Re: Diagnose co-location networking problem

Previous thread: trunk on re0 interface by Sylvie DUPUY on Tuesday, December 26, 2006 - 1:20 pm. (3 messages)

Next thread: BIND running setuid with interface changes by Eugene M. Kim on Wednesday, December 27, 2006 - 1:35 pm. (3 messages)
To: <freebsd-net@...>
Date: Tuesday, December 26, 2006 - 10:45 pm

I just got a server and put it in a co-location.

It runs RELEASE FreeBSD 6.1-RELEASE #0, pound, lighttpd and ruby on rails.

Most of the times I find the server responds nicely. But periodically
it doesn't respond properly when accessing its webpages: Type URL in
browser, hit return, no page appears. Try again and again and after a
few times it appears.

Other sites are accessible during these problematic times. Also, in
parallel I am connected to the server through ssh, and there are not
problems with that. Even during those times when the web pages don't
appear, I can type and see the result.

Before installing it at the datacentre, the server was working without
problems on the local network.

So I am thinking the problem may be with the co-location operation.

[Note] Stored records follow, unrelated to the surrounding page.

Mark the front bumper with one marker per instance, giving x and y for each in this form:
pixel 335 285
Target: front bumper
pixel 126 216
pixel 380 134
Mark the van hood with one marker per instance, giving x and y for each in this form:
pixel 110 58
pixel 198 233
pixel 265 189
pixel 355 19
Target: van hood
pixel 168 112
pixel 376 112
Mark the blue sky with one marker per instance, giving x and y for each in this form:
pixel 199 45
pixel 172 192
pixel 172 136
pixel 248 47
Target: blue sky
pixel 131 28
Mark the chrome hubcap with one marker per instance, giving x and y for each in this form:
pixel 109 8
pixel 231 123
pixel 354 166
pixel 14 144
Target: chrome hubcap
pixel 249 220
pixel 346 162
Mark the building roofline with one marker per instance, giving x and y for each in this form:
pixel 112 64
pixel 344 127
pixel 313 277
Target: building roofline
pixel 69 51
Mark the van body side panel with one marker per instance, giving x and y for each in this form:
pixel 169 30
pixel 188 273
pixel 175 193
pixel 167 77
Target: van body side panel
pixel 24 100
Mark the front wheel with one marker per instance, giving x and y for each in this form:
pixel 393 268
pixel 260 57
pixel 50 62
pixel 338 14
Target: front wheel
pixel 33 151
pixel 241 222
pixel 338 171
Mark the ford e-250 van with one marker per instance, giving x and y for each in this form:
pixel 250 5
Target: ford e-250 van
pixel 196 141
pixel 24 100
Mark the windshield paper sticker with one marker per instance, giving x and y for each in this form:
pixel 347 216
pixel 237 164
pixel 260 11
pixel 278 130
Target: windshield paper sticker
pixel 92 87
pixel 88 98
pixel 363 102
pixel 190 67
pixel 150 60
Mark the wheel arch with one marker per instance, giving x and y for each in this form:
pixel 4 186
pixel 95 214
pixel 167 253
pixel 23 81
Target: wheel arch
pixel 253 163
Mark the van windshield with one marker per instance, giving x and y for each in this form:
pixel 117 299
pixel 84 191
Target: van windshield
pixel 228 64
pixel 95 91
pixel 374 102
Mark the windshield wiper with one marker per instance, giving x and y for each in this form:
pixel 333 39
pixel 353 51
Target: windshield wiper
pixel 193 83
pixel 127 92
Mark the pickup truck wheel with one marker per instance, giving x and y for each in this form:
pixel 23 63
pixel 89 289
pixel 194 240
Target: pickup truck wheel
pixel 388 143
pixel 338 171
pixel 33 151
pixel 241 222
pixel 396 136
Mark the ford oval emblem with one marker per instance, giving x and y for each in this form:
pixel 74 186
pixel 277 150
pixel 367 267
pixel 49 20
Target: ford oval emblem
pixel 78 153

How can I make sure? How can I diagnose this? The only idea I had was
to run tcpdump on my Linux client (tcpdump host stbgo.org), and indeed
I can see entries lines this:

18:32:24.970139 sucrose.sugarmotor.net.34503 >
vps-18-138.virtualprivateservers.ca.http: S 2468438613:2468438613(0)
win 5840 <mss 1460,sackOK,timestamp 96924995 0,nop,wscale 0> (DF)
18:32:25.670135 sucrose.sugarmotor.net.34508 >
vps-18-138.virtualprivateservers.ca.http: S 2493895298:2493895298(0)
win 5840 <mss 1460,sackOK,timestamp 96925065 0,nop,wscale 0> (DF)
18:32:49.670152 sucrose.sugarmotor.net.34508 >
vps-18-138.virtualprivateservers.ca.http: S 2493895298:2493895298(0)
win 5840 <mss 1460,sackOK,timestamp 96927465 0,nop,wscale 0> (DF)
[note next is almost half a minute later]
18:33:12.970162 sucrose.sugarmotor.net.34503 >
vps-18-138.virtualprivateservers.ca.http: S 2468438613:2468438613(0)
win 5840 <mss 1460,sackOK,timestamp 96929795 0,nop,wscale 0> (DF)
18:33:12.985071 vps-18-138.virtualprivateservers.ca.http >
sucrose.sugarmotor.net.34503: S 2788301288:2788301288(0) ack
2468438614 win 65535 <mss 1460,nop,wscale 1,nop,nop,timestamp
708478538 96929795,sackOK,eol> (DF)

But I am not sure what ...

To: <freebsd-net@...>
Date: Wednesday, December 27, 2006 - 6:18 pm

I troubleshoot issues just like this for a living so I hope I can be
of some help. Others have already suggested some useful strategies so
I'll try to focus on ones that I haven't seen mentioned yet.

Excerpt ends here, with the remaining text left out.